We applied DAVID (Huang et al., 2009) with the CMC-based weights and identified one significant pathway: transcription factor activity, sequence-specific DNA binding (GO:0003700, Benjamini-corrected p-value = 4.2×10−3). This pathway was excluded in our earlier analysis because it contained more than 200 genes; when applied, aSPUpath2 could identify this pathway as well (p-value = 4.5 × 10−7). We also applied i-GSEA4GWAS (Zhang et al., 2010) but failed to identify any significant pathways. In addition to the two-step nature of the above two pathway methods (thus depending on the output or performance of the gene-based testing in the first step), in contrast to the one-step approach of aSPUpath2, they also differ with respect to their null hypotheses being tested: both DAVID and i-GSEA4GWAS belong to the category of “competitive tests” testing for the enrichment of the associated genes in the pathway being tested as compared to other pathways, while our aSPUpath2 method is a “self-contained test” as a global test for identifying whether there is (are) any significant gene(s) in the pathway; due to the difference between the null hypotheses being tested, a self-contained test is in general more powerful than a corresponding competitive test.

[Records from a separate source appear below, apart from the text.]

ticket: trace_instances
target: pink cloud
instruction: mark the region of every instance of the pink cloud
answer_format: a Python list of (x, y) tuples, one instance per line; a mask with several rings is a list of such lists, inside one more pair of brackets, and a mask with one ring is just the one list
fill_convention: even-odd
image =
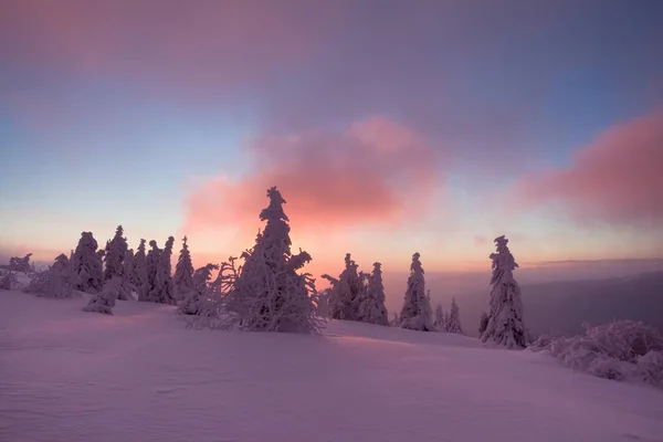
[(210, 95), (305, 56), (339, 10), (269, 0), (10, 1), (0, 13), (0, 54), (65, 74)]
[(432, 147), (409, 128), (380, 117), (354, 124), (340, 135), (262, 137), (248, 154), (253, 172), (240, 180), (212, 178), (189, 196), (185, 230), (253, 228), (271, 186), (286, 199), (294, 229), (320, 233), (394, 227), (420, 214), (439, 185)]
[(568, 168), (522, 179), (517, 204), (561, 202), (579, 222), (663, 225), (663, 112), (603, 131)]

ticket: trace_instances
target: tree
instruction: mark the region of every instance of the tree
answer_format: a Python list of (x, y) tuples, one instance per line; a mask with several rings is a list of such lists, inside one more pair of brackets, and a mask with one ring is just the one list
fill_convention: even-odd
[(260, 213), (266, 221), (264, 232), (242, 254), (244, 264), (236, 267), (231, 257), (221, 265), (230, 325), (254, 332), (319, 333), (315, 280), (297, 273), (311, 255), (292, 254), (290, 220), (283, 211), (286, 201), (276, 187), (267, 190), (267, 198), (270, 204)]
[(115, 299), (123, 291), (122, 276), (113, 276), (104, 284), (102, 293), (93, 296), (87, 305), (83, 307), (83, 312), (103, 313), (113, 315)]
[(372, 273), (368, 277), (366, 297), (359, 304), (357, 318), (364, 323), (389, 325), (381, 267), (382, 264), (379, 262), (373, 263)]
[(357, 320), (361, 294), (365, 291), (364, 277), (357, 271), (358, 265), (351, 255), (346, 253), (345, 270), (338, 280), (325, 274), (324, 278), (332, 283), (329, 294), (329, 316), (332, 319)]
[(113, 276), (124, 275), (124, 261), (127, 254), (127, 239), (123, 238), (124, 230), (118, 225), (115, 230), (113, 240), (106, 243), (104, 253), (104, 281), (110, 280)]
[(434, 332), (431, 301), (425, 293), (425, 280), (419, 253), (412, 255), (408, 290), (400, 314), (400, 326), (412, 330)]
[[(159, 261), (156, 266), (155, 282), (149, 292), (149, 301), (160, 304), (176, 305), (175, 284), (171, 276), (170, 257), (172, 256), (172, 244), (175, 238), (168, 236), (166, 246), (159, 253)], [(150, 251), (151, 252), (151, 251)]]
[(191, 253), (187, 245), (187, 236), (182, 239), (182, 250), (180, 251), (177, 265), (175, 266), (175, 286), (179, 296), (191, 293), (193, 286), (193, 264), (191, 263)]
[(102, 290), (104, 272), (97, 248), (98, 244), (92, 232), (81, 233), (81, 240), (78, 240), (78, 245), (74, 251), (71, 265), (74, 273), (78, 275), (77, 288), (82, 292), (94, 294)]
[(140, 244), (134, 255), (134, 265), (129, 281), (136, 287), (136, 292), (138, 292), (138, 301), (147, 301), (147, 295), (149, 294), (149, 277), (144, 239), (140, 239)]
[(203, 307), (204, 296), (210, 292), (209, 281), (212, 272), (219, 270), (218, 264), (207, 264), (193, 272), (193, 290), (185, 294), (178, 303), (178, 311), (183, 315), (198, 315)]
[(446, 332), (464, 335), (463, 327), (461, 326), (461, 315), (459, 311), (459, 305), (455, 302), (455, 297), (451, 299), (451, 313), (449, 314)]
[(481, 340), (506, 348), (525, 348), (527, 332), (523, 323), (523, 301), (513, 273), (518, 264), (508, 250), (508, 240), (504, 235), (496, 238), (495, 244), (497, 253), (491, 253), (493, 276), (488, 324)]
[(481, 318), (478, 319), (478, 336), (483, 335), (488, 326), (488, 315), (485, 312), (481, 313)]
[(433, 325), (438, 330), (446, 332), (446, 318), (444, 317), (444, 312), (442, 311), (442, 303), (438, 303), (438, 306), (435, 307), (435, 323)]
[[(159, 266), (159, 260), (161, 255), (161, 249), (157, 246), (157, 242), (155, 240), (150, 240), (149, 242), (150, 250), (147, 252), (147, 256), (145, 259), (145, 266), (147, 270), (147, 284), (145, 286), (145, 298), (143, 301), (152, 301), (150, 299), (150, 294), (155, 290), (157, 284), (157, 271)], [(138, 297), (138, 301), (141, 301)]]

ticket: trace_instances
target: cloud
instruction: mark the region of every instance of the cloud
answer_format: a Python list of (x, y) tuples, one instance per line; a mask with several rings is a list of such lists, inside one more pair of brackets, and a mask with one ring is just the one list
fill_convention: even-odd
[(571, 160), (519, 180), (512, 202), (561, 203), (580, 223), (663, 225), (663, 112), (608, 128)]
[(265, 136), (248, 155), (251, 173), (239, 180), (214, 177), (189, 194), (185, 230), (257, 223), (271, 186), (287, 201), (294, 229), (396, 227), (420, 217), (439, 185), (435, 150), (408, 127), (381, 117), (343, 134)]
[(305, 56), (340, 8), (269, 0), (10, 1), (0, 55), (59, 75), (115, 77), (198, 98)]

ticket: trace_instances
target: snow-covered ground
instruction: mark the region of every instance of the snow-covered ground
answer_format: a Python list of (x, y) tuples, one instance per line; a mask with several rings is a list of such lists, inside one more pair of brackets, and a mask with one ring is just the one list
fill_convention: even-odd
[(186, 329), (0, 291), (0, 441), (663, 441), (663, 391), (456, 335)]

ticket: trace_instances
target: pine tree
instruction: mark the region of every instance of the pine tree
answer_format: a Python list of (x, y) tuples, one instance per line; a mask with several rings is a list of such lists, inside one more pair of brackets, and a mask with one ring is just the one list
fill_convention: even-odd
[(83, 312), (103, 313), (113, 315), (115, 299), (123, 291), (122, 276), (113, 276), (104, 284), (102, 293), (93, 296), (87, 305), (83, 307)]
[(136, 292), (138, 292), (138, 301), (147, 301), (147, 295), (149, 294), (149, 278), (144, 239), (140, 239), (140, 244), (134, 255), (134, 266), (129, 281), (134, 284), (134, 287), (136, 287)]
[(67, 298), (76, 296), (74, 292), (78, 284), (78, 277), (74, 273), (71, 262), (66, 255), (60, 254), (55, 257), (53, 265), (44, 273), (41, 287), (34, 286), (33, 292), (38, 296), (52, 298)]
[(506, 348), (525, 348), (527, 335), (523, 324), (520, 287), (513, 273), (518, 264), (508, 250), (508, 240), (504, 235), (496, 238), (495, 244), (497, 253), (491, 254), (493, 277), (491, 278), (488, 324), (481, 340)]
[(225, 309), (245, 330), (319, 333), (315, 280), (297, 273), (311, 255), (292, 254), (286, 201), (275, 187), (267, 198), (270, 206), (260, 213), (264, 232), (242, 254), (244, 265), (235, 267), (234, 259), (221, 265)]
[(159, 261), (161, 256), (161, 249), (157, 246), (157, 242), (155, 240), (150, 240), (149, 242), (149, 252), (147, 252), (147, 256), (145, 259), (146, 270), (147, 270), (147, 284), (145, 287), (145, 301), (150, 299), (150, 293), (155, 290), (157, 284), (157, 270), (159, 266)]
[(389, 325), (381, 267), (382, 264), (379, 262), (373, 263), (373, 271), (368, 277), (366, 297), (359, 304), (357, 319), (364, 323)]
[[(166, 241), (166, 246), (159, 253), (159, 260), (156, 266), (155, 273), (155, 282), (149, 292), (149, 301), (154, 303), (161, 304), (172, 304), (176, 305), (177, 302), (175, 299), (175, 284), (172, 283), (171, 275), (171, 263), (170, 259), (172, 256), (172, 244), (175, 242), (175, 238), (168, 236), (168, 241)], [(151, 251), (150, 251), (151, 252)]]
[(122, 225), (118, 225), (115, 230), (115, 236), (113, 240), (106, 243), (104, 254), (104, 281), (108, 281), (114, 276), (122, 276), (124, 274), (124, 260), (127, 254), (127, 239), (123, 238), (124, 230)]
[(438, 303), (438, 306), (435, 307), (435, 323), (433, 325), (439, 332), (446, 332), (446, 322), (444, 312), (442, 311), (442, 303)]
[(207, 264), (193, 272), (193, 290), (187, 293), (178, 303), (178, 311), (183, 315), (198, 315), (203, 306), (203, 297), (210, 292), (209, 281), (212, 272), (219, 270), (218, 264)]
[(98, 293), (102, 290), (104, 272), (97, 248), (98, 244), (92, 232), (81, 233), (71, 265), (74, 273), (78, 275), (77, 288), (82, 292)]
[(175, 286), (177, 293), (182, 296), (193, 292), (193, 264), (191, 263), (191, 253), (187, 245), (187, 236), (182, 239), (182, 250), (180, 251), (177, 265), (175, 266)]
[(481, 313), (481, 318), (478, 319), (478, 336), (483, 335), (488, 326), (488, 314), (485, 312)]
[(434, 332), (433, 312), (431, 301), (425, 292), (425, 280), (419, 253), (412, 255), (410, 265), (410, 277), (408, 277), (408, 290), (403, 308), (400, 314), (400, 326), (412, 330)]
[(461, 313), (459, 305), (455, 302), (455, 297), (451, 299), (451, 313), (449, 314), (449, 323), (446, 324), (446, 332), (455, 333), (457, 335), (464, 335), (463, 327), (461, 326)]
[(329, 295), (329, 315), (332, 319), (357, 320), (357, 311), (366, 287), (364, 277), (357, 269), (357, 263), (352, 261), (349, 253), (346, 253), (345, 270), (338, 276), (338, 280), (329, 275), (323, 275), (333, 285)]

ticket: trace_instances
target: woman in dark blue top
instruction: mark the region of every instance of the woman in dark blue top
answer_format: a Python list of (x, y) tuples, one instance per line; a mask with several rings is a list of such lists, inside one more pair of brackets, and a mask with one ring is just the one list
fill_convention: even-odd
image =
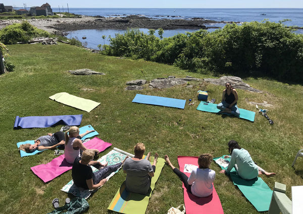
[(217, 105), (217, 108), (221, 110), (219, 113), (227, 113), (238, 117), (240, 116), (240, 111), (237, 106), (238, 93), (232, 88), (230, 83), (226, 83), (225, 87), (222, 94), (221, 102)]

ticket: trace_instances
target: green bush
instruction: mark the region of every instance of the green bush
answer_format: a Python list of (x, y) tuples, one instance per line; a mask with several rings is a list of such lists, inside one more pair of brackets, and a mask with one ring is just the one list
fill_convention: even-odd
[(43, 30), (38, 29), (24, 21), (21, 24), (15, 23), (0, 30), (0, 41), (5, 44), (27, 42), (32, 38), (47, 37), (49, 34)]
[(15, 65), (14, 64), (7, 60), (4, 61), (4, 66), (8, 72), (12, 72), (15, 69)]
[(78, 45), (82, 46), (82, 43), (79, 41), (78, 38), (76, 37), (76, 38), (72, 38), (70, 40), (70, 44), (72, 45)]
[(109, 37), (111, 45), (104, 45), (103, 52), (110, 55), (150, 60), (157, 51), (160, 39), (154, 35), (154, 30), (149, 33), (144, 33), (136, 28), (128, 29), (124, 34), (116, 34), (115, 38)]
[[(303, 83), (303, 35), (265, 20), (227, 24), (212, 33), (200, 30), (160, 40), (138, 29), (110, 37), (101, 52), (174, 64), (196, 72), (262, 77)], [(163, 32), (161, 32), (161, 35)]]

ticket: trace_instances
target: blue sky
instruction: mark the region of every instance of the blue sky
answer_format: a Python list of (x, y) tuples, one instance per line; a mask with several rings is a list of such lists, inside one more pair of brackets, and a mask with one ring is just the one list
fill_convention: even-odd
[(28, 8), (48, 3), (52, 8), (303, 8), (303, 0), (6, 0), (4, 5)]

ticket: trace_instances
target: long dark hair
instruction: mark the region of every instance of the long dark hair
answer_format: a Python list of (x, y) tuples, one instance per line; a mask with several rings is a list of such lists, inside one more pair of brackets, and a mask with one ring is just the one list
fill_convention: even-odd
[(232, 151), (234, 149), (238, 149), (238, 150), (240, 150), (241, 149), (238, 144), (238, 142), (236, 140), (234, 140), (233, 139), (228, 142), (227, 146), (228, 146), (228, 152), (229, 152), (230, 155), (231, 155)]

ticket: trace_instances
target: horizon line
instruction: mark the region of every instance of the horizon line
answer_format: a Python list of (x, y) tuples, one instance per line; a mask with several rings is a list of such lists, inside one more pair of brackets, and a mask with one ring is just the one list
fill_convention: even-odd
[[(39, 7), (27, 6), (27, 7)], [(24, 8), (16, 6), (15, 8)], [(61, 8), (53, 7), (53, 8)], [(303, 9), (303, 8), (96, 8), (96, 7), (70, 7), (77, 9)]]

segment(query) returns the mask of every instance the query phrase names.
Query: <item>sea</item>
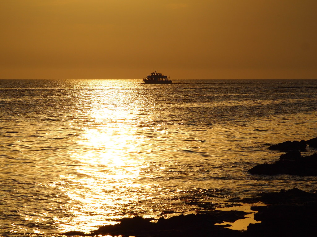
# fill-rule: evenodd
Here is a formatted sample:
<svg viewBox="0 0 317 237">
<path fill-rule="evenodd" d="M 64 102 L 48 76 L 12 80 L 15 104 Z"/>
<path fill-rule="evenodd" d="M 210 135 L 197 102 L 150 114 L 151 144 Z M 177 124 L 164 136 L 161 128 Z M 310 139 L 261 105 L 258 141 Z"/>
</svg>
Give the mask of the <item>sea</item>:
<svg viewBox="0 0 317 237">
<path fill-rule="evenodd" d="M 89 233 L 317 191 L 316 177 L 248 172 L 283 154 L 269 145 L 317 137 L 317 80 L 142 82 L 0 80 L 0 235 Z"/>
</svg>

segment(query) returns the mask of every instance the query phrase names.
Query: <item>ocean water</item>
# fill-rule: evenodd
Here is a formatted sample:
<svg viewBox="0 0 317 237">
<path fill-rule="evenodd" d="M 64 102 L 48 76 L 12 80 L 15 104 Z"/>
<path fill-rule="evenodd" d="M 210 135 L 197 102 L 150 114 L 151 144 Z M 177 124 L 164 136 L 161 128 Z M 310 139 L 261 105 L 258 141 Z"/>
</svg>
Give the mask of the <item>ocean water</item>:
<svg viewBox="0 0 317 237">
<path fill-rule="evenodd" d="M 141 82 L 0 80 L 0 234 L 317 190 L 315 177 L 247 172 L 282 154 L 269 144 L 317 137 L 317 80 Z"/>
</svg>

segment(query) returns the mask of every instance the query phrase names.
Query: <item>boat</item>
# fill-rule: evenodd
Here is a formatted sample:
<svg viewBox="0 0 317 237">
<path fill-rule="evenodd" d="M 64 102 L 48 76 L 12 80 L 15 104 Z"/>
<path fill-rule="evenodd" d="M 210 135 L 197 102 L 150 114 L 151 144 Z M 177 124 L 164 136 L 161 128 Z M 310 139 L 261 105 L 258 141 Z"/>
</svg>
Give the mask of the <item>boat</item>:
<svg viewBox="0 0 317 237">
<path fill-rule="evenodd" d="M 143 80 L 146 84 L 170 84 L 172 83 L 171 80 L 167 76 L 162 75 L 156 71 L 151 72 L 151 75 L 148 75 Z"/>
</svg>

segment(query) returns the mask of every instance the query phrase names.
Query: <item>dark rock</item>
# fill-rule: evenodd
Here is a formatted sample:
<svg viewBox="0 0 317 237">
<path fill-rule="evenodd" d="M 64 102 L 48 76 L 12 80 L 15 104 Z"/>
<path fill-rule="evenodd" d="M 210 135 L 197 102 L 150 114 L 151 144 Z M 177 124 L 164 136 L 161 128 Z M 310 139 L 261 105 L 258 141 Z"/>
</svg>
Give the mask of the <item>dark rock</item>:
<svg viewBox="0 0 317 237">
<path fill-rule="evenodd" d="M 298 151 L 291 151 L 281 155 L 280 160 L 297 160 L 301 157 L 301 152 Z"/>
<path fill-rule="evenodd" d="M 67 236 L 87 236 L 88 235 L 85 234 L 81 231 L 68 231 L 65 233 L 63 233 L 63 234 Z"/>
<path fill-rule="evenodd" d="M 294 150 L 305 150 L 306 147 L 306 142 L 302 140 L 300 142 L 294 141 L 291 142 L 287 141 L 278 144 L 272 145 L 268 147 L 270 150 L 280 151 L 290 151 Z"/>
<path fill-rule="evenodd" d="M 314 147 L 317 148 L 317 137 L 310 139 L 306 141 L 307 144 L 308 144 L 309 147 Z"/>
<path fill-rule="evenodd" d="M 223 221 L 234 222 L 244 218 L 241 211 L 211 211 L 209 213 L 181 215 L 168 219 L 161 217 L 156 223 L 139 216 L 124 218 L 121 222 L 102 226 L 91 232 L 92 235 L 109 234 L 139 236 L 239 236 L 240 232 L 215 225 Z"/>
<path fill-rule="evenodd" d="M 317 176 L 317 153 L 295 160 L 282 159 L 274 163 L 258 165 L 249 171 L 251 173 L 256 174 L 288 174 Z"/>
<path fill-rule="evenodd" d="M 317 230 L 317 195 L 297 188 L 279 192 L 262 193 L 260 199 L 271 204 L 252 207 L 258 212 L 255 219 L 261 223 L 250 225 L 246 236 L 314 236 Z"/>
</svg>

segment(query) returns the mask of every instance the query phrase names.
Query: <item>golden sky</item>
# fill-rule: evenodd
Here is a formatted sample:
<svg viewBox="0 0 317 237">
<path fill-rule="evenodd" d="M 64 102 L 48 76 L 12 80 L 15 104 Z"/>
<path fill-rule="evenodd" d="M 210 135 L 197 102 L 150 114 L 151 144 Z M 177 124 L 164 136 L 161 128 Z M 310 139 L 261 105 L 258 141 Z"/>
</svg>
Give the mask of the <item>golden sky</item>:
<svg viewBox="0 0 317 237">
<path fill-rule="evenodd" d="M 0 0 L 0 78 L 317 78 L 314 0 Z"/>
</svg>

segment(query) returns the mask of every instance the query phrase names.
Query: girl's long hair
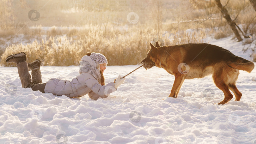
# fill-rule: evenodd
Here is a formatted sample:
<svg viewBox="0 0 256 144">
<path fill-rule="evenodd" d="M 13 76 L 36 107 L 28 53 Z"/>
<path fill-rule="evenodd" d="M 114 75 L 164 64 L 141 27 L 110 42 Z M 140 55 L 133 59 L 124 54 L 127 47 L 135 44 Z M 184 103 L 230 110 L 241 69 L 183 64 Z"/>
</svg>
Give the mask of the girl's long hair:
<svg viewBox="0 0 256 144">
<path fill-rule="evenodd" d="M 87 56 L 90 56 L 91 55 L 91 53 L 89 52 L 87 53 L 86 54 Z M 103 75 L 103 73 L 102 73 L 101 71 L 100 71 L 101 73 L 101 83 L 100 84 L 101 85 L 101 86 L 104 86 L 105 85 L 105 78 L 104 77 L 104 75 Z"/>
</svg>

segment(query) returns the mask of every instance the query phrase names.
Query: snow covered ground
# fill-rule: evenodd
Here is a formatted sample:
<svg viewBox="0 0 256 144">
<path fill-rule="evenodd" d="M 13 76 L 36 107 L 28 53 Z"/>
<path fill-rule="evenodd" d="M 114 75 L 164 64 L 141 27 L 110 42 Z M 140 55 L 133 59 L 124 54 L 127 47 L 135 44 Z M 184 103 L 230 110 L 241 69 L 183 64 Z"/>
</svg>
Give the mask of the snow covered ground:
<svg viewBox="0 0 256 144">
<path fill-rule="evenodd" d="M 241 43 L 231 39 L 210 43 L 251 60 Z M 107 66 L 106 83 L 138 66 Z M 78 69 L 42 66 L 43 82 L 71 80 Z M 177 99 L 163 100 L 174 76 L 141 68 L 110 96 L 94 100 L 22 88 L 16 67 L 0 67 L 0 143 L 255 144 L 256 69 L 240 72 L 241 100 L 218 105 L 224 94 L 210 76 L 186 80 Z"/>
</svg>

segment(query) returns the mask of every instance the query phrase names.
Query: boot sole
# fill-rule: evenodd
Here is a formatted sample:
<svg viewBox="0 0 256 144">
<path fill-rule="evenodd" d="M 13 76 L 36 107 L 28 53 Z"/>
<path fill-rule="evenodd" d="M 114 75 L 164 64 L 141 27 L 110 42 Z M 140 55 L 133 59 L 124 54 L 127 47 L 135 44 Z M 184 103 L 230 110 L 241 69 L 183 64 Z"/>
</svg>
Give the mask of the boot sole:
<svg viewBox="0 0 256 144">
<path fill-rule="evenodd" d="M 11 60 L 13 59 L 14 57 L 22 57 L 25 56 L 25 57 L 26 57 L 26 54 L 25 52 L 21 52 L 19 53 L 16 53 L 16 54 L 13 54 L 8 56 L 7 58 L 5 61 L 6 63 L 11 63 L 12 62 Z"/>
</svg>

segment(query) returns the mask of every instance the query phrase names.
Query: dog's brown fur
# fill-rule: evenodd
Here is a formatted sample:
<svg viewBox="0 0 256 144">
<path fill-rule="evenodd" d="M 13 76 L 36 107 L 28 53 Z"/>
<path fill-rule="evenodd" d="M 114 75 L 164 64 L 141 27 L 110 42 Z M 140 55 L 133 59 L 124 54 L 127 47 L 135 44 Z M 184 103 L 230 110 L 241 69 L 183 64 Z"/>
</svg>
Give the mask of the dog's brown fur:
<svg viewBox="0 0 256 144">
<path fill-rule="evenodd" d="M 210 44 L 187 44 L 161 47 L 157 42 L 157 48 L 151 43 L 150 45 L 151 50 L 141 63 L 146 69 L 156 66 L 174 75 L 175 79 L 169 97 L 177 98 L 185 79 L 202 78 L 212 74 L 214 83 L 225 96 L 218 104 L 224 104 L 232 99 L 233 95 L 229 89 L 234 93 L 235 100 L 239 101 L 242 93 L 236 88 L 235 81 L 239 70 L 250 73 L 254 68 L 253 63 L 235 56 L 226 49 Z M 181 68 L 179 65 L 181 63 L 187 64 L 187 67 L 181 65 Z"/>
</svg>

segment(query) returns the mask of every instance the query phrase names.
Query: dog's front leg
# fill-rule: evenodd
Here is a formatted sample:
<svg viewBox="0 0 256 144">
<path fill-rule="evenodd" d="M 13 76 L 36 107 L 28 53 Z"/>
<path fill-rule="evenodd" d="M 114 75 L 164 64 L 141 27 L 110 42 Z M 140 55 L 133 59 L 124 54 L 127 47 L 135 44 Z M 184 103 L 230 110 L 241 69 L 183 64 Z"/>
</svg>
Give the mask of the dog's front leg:
<svg viewBox="0 0 256 144">
<path fill-rule="evenodd" d="M 171 91 L 171 93 L 169 97 L 173 98 L 177 98 L 179 91 L 182 83 L 184 81 L 185 78 L 185 75 L 179 73 L 175 75 L 175 79 L 174 80 L 174 82 L 173 83 L 173 87 Z"/>
</svg>

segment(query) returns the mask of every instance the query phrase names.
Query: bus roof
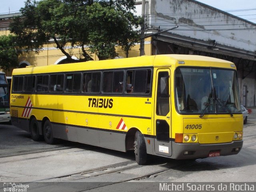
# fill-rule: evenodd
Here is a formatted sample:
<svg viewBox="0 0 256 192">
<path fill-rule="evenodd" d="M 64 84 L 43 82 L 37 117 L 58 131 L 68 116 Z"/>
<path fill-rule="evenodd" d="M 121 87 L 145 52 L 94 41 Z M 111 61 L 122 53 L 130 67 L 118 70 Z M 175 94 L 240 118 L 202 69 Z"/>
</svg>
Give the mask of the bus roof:
<svg viewBox="0 0 256 192">
<path fill-rule="evenodd" d="M 233 63 L 225 60 L 205 56 L 182 54 L 157 55 L 47 66 L 30 66 L 26 68 L 14 69 L 12 75 L 174 65 L 175 67 L 179 66 L 212 66 L 235 69 L 234 64 L 232 67 L 231 66 L 232 64 L 234 64 Z"/>
</svg>

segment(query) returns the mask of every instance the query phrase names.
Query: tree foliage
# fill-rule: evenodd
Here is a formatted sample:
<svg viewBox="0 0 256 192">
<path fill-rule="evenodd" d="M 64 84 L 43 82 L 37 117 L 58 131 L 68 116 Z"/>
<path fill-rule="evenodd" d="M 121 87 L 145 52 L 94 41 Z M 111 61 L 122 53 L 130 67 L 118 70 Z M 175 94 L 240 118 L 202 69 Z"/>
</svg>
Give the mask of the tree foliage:
<svg viewBox="0 0 256 192">
<path fill-rule="evenodd" d="M 53 39 L 69 59 L 72 51 L 66 46 L 70 44 L 71 50 L 81 48 L 80 58 L 84 60 L 92 59 L 90 53 L 100 60 L 114 58 L 118 55 L 116 45 L 126 52 L 127 46 L 130 48 L 139 41 L 138 32 L 134 29 L 141 20 L 133 13 L 134 3 L 134 0 L 27 0 L 20 10 L 22 16 L 14 19 L 10 31 L 17 36 L 17 43 L 28 51 L 38 53 Z"/>
<path fill-rule="evenodd" d="M 6 71 L 18 66 L 18 53 L 13 36 L 0 36 L 0 68 Z"/>
</svg>

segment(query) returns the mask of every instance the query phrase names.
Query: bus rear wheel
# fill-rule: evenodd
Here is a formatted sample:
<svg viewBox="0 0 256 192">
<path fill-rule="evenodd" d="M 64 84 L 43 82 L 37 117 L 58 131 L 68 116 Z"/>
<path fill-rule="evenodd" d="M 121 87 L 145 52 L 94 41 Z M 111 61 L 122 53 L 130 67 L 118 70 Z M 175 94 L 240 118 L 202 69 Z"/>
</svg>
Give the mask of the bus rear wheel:
<svg viewBox="0 0 256 192">
<path fill-rule="evenodd" d="M 147 151 L 144 137 L 139 131 L 135 134 L 134 153 L 136 162 L 139 165 L 144 165 L 147 162 Z"/>
<path fill-rule="evenodd" d="M 39 134 L 39 126 L 36 118 L 33 118 L 30 122 L 30 132 L 31 138 L 35 141 L 42 140 L 42 137 Z"/>
<path fill-rule="evenodd" d="M 56 139 L 53 137 L 52 123 L 49 120 L 46 120 L 44 125 L 44 137 L 47 144 L 52 145 L 56 142 Z"/>
</svg>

Figure 3 shows the running times for aSPUpath2 and aSPUpath. Due to the computational constraint, we ran at most B = 106 simulations to calculate the p-values for aSPUpath. For the simulation-based method, the running time increased rapidly with the number of simulations, for which a larger value is required for a more significant p-value. In contrast, since the p-values of aSPUpath2 was calculated by the asymptotics-based method, the running time was invariant to the p-values. Supplementary Table 9 shows the 179 significant pathways identified by aSPUpath with the CMC-based weights, of which 139 (around 80%) were also identified by applying aSPUpath2 with the CMC-based weights, constituting a highly significant overlap between their results. Furthermore, aSPUpath2 identified a total of 235 significant pathways, showcasing possibly higher statistical power over aSPUpath for the SCZ2 data. In summary, aSPUpath2 is several orders faster than aSPUpath, more so for large and highly significant pathways, and can be more powerful for densely associated pathways (i.e. those containing many associated SNPs/genes), thus we recommend using aSPUpath2 either alone or as a fast screening procedure for the more time-consuming and more general aSPUpath test.
Simulations
We conducted simulation studies to evaluate and compare the performance of our proposed new aSPUpath2 test with the aSPUpath test. We generated simulated data to mimic real data: we used the GO Biological Process pathways and CMC-derived SNP weights, and simulated z-scores as GWAS summary statistics for SNPs. Specifically, for a given pathway S* in the GO Biological Process pathway database, we first removed the genes whose CMC-derived SNP weights were all 0, resulting in a subset S containing n genes and p SNPs with none-zero weights. We generated a z-score vector from a multivariate normal distribution, Z ~ N(μ, Σ), where μ = (μ1, …, μp)′ was the mean and Σ was the LD matrix based on the 1000 Genomes Project reference panel (European ancestry), respectively. Note that z-scores are expected to have a multivariate normal distribution asymptotically. To save computing time, we assumed that the SNPs from different chromosomes were independent and only considered the pathways with less than 2000 SNPs. In total, we considered 1905 pathways. Further, we defined SNP j was associated or informative with the corresponding μj = sign(Wj)c, where Wj was the CMC-derived weight for SNP j, c ≠ 0 was some positive constant, and sign(a) gave the sign of a; in contrast, SNP j was non-informative with μj = 0. Note that we also considered non-constant |μj| for associated SNPs. To evaluate type I error rates, we considered the null case (set-up A) with no informative SNP (μ = 0). To evaluate power, we further considered the following four set-ups under different situations: set-up B, 50% SNPs in each gene were informative; set-up C, 10% SNPs in each gene were informative; set-up D, only one SNP in each gene was informative; and set-up E, only one SNP in 20% of the genes in the pathway was informative. Other SNPs were set to non-informative and we varied the true association strength c to generate power curves for set-up B to E. After generating a z-score vector for each pathway, we applied both the aSPUpath2 and aSPUpath tests. The entire procedure was repeated about 38,000 times (i.e. 20 per pathway) for set-up A. For other set-ups, with different c, we repeated the entire procedure about 1,900 times (1 per pathway) and fixed the nominal significance level at α = 0.05.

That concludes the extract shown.